Note: assignments placed in brackets so value is printed.

(RSS.p <- sum(residuals(m)^2))  # Residual sum of squares

## [1] 0.06888

(TSS <- sum((y - mean(y))^2))  # Total sum of squares

## [1] 2.09

1 - (RSS.p/TSS)  # R-squared measure

## [1] 0.967

Fitting to an exponential curve

Let's redefine the model m such that it is exponential, and re-plot the results:

m.exp <- nls(y ~ I(a * exp(b * x)), data = df, start = list(a = 1, b = 0), trace = T)

## 14.93 :  1 0
## 2.535 :  0.3774 0.4923
## 1.181 :  0.09793 1.41136
## 0.8628 :  0.05417 2.21523
## 0.7873 :  0.01882 3.41610
## 0.2822 :  0.0196 4.2409
## 0.07793 :  0.02184 3.90708
## 0.07707 :  0.02218 3.87362
## 0.07707 :  0.02214 3.87581
## 0.07707 :  0.02214 3.87564
## 0.07707 :  0.02214 3.87566

plot(x, y)
lines(s, s^3, lty = 2)
lines(s, predict(m, list(x = s)), col = "green")
lines(s, predict(m.exp, list(x = s)), col = "red")

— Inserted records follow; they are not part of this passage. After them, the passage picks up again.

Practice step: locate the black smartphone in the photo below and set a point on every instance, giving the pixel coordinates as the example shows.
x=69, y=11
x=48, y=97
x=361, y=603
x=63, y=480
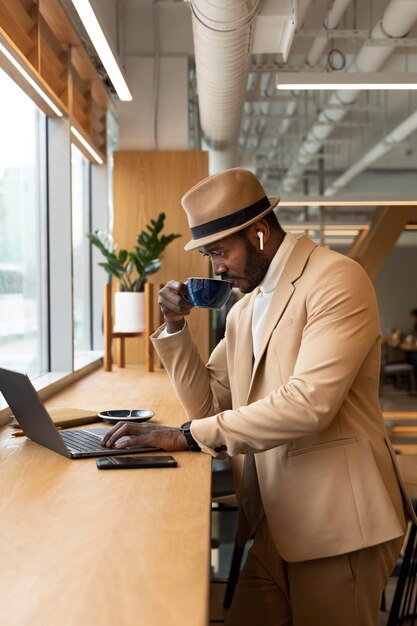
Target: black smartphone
x=127, y=462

From the above, we can see that an exponential function, with the form \( y = \alpha e^{\beta x} \) also fits the data well, although the curve seems too steep towards the right hand side of the graph.

To test whether or not this model better fits the data, we can re-run the R-squared test:

(RSS.p <- sum(residuals(m.exp)^2))  # Residual sum of squares

## [1] 0.07707

(TSS <- sum((y - mean(y))^2))  # Total sum of squares

## [1] 2.09

1 - (RSS.p/TSS)  # R-squared measure

## [1] 0.9631

It is clear that the exponential curve fits te data less well.

Fitting the data to a pre-defined function

We can use the nls function to iteratively alter any number of coefficients in any function we care to use. Let's assume briefly that the relationship y ~ x is not actually cubic but exponential, with the following form: \[ y = e^{a + b sin(x)} \] The function can be defined using the generic method.

exp.eq <- function(x, a, b) {
    exp(1)^(a + b * sin(x^4))
}
exp.eq(2, 1, 3)  # testing the equation works: 3^2 + 1 = 10

## [1] 1.146

Now that this functional form has been defined, nls can be used to find the coefficients which best reflect the data:

m.sinexp <- nls(y ~ exp.eq(x, a, b), data = df, start = list(a = 1, b = 1), 
    trace = T)

## 247 :  1 1
## 29.36 :  0.03487 1.17194
## 3.026 :  -0.8671  1.5437
## 0.4251 :  -1.595  2.110
## 0.2796 :  -1.959  2.501
## 0.2785 :  -1.997  2.536
## 0.2785 :  -1.994  2.532
## 0.2785 :  -1.995  2.532
## 0.2785 :  -1.995  2.532
## 0.2785 :  -1.995  2.532

plot(x, y)
lines(s, s^3, lty = 2)
lines(s, predict(m, list(x = s)), col = "green")
lines(s, predict(m.exp, list(x = s)), col = "red")
lines(s, predict(m.sinexp, list(x = s)), col = "blue")

Clearly the final exponential function was silly, and did not fit the data well at all. Nevertheless, it showed us how we can use the nls function to fit our pre-defined functions to existing data.